Latin American antitrust developments in no-poach enforcement, and how to identify anti-competitive practices.
No-poach antitrust risks and best practices in employment and compensation.
Labor restrictive covenants standard practices in M&A transactions and practical guidance.
This event is a must attend for lead HR professionals, antitrust, compliance and legal general counsels and top management of companies with operations in Latin American jurisdictions.
Jeff Martino brings an in-depth understanding of a wide variety of white collar and fraud related matters to his antitrust litigation and investigations practice. Jeff is co-lead of the Firm's Global Cartel Task Force and represents multinational corporations and their boards and executives in high-stakes criminal and civil investigations by the US Department of Justice (DOJ) and other federal and state agencies
Prior to joining Baker McKenzie, Jeff spent nearly two decades at the DOJ and his last 7 years as a senior leader in two different DOJ components. He has extensive experience as “first chair” on trials and investigations in the most complex areas of criminal antitrust. Jeff's work at the DOJ included providing technical assistance to competition agencies in Asia, Africa, the Americas and Europe and overseeing matters that included international corruption and antitrust cartel offenses that entangled the largest global banks and their key executives.

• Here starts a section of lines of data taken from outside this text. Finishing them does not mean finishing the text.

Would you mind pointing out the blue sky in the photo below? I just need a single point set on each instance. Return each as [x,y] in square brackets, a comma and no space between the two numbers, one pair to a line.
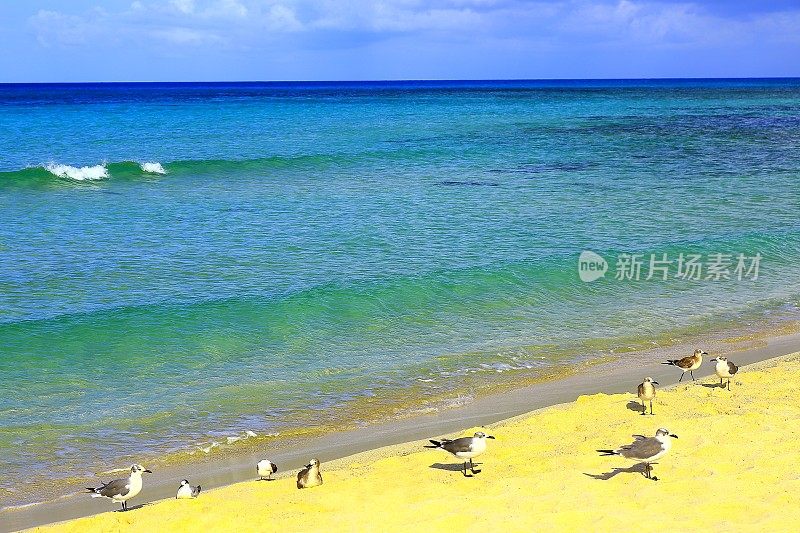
[187,40]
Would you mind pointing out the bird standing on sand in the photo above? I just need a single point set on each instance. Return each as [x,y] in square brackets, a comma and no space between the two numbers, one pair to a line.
[121,490]
[725,370]
[688,364]
[646,392]
[310,476]
[186,491]
[464,448]
[265,469]
[645,449]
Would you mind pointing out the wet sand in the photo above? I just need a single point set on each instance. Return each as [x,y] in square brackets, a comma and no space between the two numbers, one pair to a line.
[612,378]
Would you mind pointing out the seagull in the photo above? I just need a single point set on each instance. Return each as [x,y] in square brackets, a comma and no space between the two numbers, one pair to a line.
[464,448]
[725,369]
[647,392]
[121,490]
[688,364]
[186,491]
[265,469]
[309,476]
[645,449]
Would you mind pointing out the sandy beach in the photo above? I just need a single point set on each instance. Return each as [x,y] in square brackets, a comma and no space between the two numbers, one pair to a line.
[733,468]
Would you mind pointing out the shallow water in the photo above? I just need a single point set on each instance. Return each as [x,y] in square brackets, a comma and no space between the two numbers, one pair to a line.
[301,247]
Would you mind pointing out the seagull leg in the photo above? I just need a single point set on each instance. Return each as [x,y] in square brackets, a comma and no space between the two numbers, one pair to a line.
[472,468]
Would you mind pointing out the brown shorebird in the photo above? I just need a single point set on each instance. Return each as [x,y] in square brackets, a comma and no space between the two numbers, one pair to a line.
[310,476]
[646,392]
[265,469]
[688,364]
[464,448]
[186,491]
[645,449]
[725,370]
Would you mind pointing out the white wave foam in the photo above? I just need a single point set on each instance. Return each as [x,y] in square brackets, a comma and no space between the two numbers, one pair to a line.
[96,172]
[152,168]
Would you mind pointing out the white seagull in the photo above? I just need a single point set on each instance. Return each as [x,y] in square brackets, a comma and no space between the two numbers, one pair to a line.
[645,449]
[265,469]
[725,370]
[464,448]
[688,364]
[186,491]
[121,490]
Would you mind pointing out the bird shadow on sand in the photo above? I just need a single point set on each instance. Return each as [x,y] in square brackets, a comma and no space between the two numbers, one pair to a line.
[635,469]
[635,406]
[452,467]
[132,508]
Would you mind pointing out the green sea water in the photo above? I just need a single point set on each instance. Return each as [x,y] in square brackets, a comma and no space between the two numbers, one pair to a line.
[301,247]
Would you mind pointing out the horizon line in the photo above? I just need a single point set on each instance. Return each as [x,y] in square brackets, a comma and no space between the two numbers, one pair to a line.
[406,80]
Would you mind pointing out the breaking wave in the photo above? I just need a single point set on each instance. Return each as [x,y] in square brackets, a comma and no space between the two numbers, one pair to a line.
[96,172]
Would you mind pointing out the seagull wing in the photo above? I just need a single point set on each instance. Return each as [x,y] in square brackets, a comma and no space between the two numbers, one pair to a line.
[642,448]
[118,487]
[464,444]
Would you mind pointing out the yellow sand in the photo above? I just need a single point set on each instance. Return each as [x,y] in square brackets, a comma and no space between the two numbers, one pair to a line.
[736,467]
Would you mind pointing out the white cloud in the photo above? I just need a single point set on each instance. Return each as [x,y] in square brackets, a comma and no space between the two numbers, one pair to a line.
[241,23]
[52,27]
[284,18]
[183,6]
[186,36]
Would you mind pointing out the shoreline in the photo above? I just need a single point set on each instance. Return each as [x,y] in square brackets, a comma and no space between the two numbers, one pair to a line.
[618,376]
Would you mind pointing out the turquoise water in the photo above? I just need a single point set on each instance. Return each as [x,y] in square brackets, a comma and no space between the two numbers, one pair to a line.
[301,247]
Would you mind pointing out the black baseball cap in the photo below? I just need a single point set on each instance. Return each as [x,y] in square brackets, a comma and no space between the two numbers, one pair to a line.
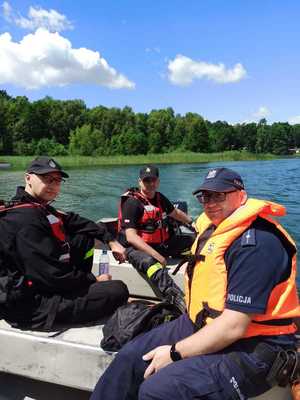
[45,165]
[221,180]
[149,171]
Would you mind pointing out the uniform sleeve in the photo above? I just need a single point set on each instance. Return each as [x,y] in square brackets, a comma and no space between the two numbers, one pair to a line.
[254,270]
[75,224]
[132,212]
[167,206]
[38,252]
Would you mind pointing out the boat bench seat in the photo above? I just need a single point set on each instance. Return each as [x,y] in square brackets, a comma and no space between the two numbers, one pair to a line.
[73,357]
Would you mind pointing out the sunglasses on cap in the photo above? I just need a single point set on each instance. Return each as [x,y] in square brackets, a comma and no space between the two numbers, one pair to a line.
[149,180]
[216,197]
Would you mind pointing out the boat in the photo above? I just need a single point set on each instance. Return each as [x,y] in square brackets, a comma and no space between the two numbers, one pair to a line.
[67,363]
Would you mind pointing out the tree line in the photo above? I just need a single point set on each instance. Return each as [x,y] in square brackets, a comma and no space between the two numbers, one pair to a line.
[57,127]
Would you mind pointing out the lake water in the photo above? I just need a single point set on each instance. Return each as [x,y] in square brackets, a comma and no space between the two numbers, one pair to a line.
[94,192]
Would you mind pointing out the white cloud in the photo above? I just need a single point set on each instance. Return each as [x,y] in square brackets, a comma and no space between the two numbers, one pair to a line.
[294,120]
[152,50]
[37,18]
[183,71]
[7,10]
[263,112]
[48,59]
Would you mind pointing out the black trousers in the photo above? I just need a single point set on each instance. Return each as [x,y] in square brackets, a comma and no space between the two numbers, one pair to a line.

Tatiana Garces Carvajal is a lawyer and a specialist in Labor Law, graduated from Pontificia Universidad Javeriana, with post-graduate studies in Commercial Law from Universidad de los Andes.
She has over 30 years of experience advising major clients on matters related to individual and collective Labor Law. For three years, she worked at Alcalis de Colombia, occupying the positions of Director in charge of the HR Department, head of the Legal Division of the Betania Plant, and as a Lawyer in the Legal Department. Previously, she worked as Head of the Personnel Department at AGA Ltda., and as a paralegal at the law firm Esguerra, Gamba, Barrera y Arriaga Asociados.
In addition to her experience as professor, lecturer, author of several publications and arbitrator in labor collective disputes, she served as technical adviser to the employers’ delegate for Colombia at the 98th Session of the International Labor Organization in Geneva (2015). She also participated at the 93rd Conference (2009). Currently, Tatiana is a member of the Javeriana University Law School Council representing graduates from Universidad Javeriana.
She joined Baker McKenzie Bogotá office in 1992 as an Associate in the Labor Law department and was appointed partner on July 1st, 2000. In 2017 she was appointed as Managing Partner for Baker McKenzie Bogotá office, which made her the first woman in Colombia to hold this position in a law firm. In addition to this position, she led the Employment and Compensation group in Latin America, until June of 2021.
In the exercise of these functions, Tatiana was part of the Steering Committee of the Global Employment and Compensation Group, as well as of the Global Policy Committee of Baker McKenzie. Currently, she is part of the Employment and Compensation Steering Committee for Latin America, leads the Bogotá Employment & Compensation practice and as a member at large is part of the Global Employment & Compensation Steering Committee of Baker McKenzie.
Raymundo Enriquez is currently the managing partner of the Mexico offices and the lead partner of Baker McKenzie's Antitrust Practice Group in Mexico City. He was a member of the Firm’s Executive Committee and a previous chairman of the Latin America Regional Council where he also served as the Latin America chair of the Global Diversity and Regional Pro Bono Committees. Mr. Enriquez is recognized as a leading lawyer for competition / antitrust and for business by Chambers Latin America. He served as a board member for several Mexico companies. In addition, he was a visiting lecturer at the Mexican Bar Association and a part-time tax and foreign trade law professor at Universidad Iberoamericana, where he obtained his JD from the university’s School of Law.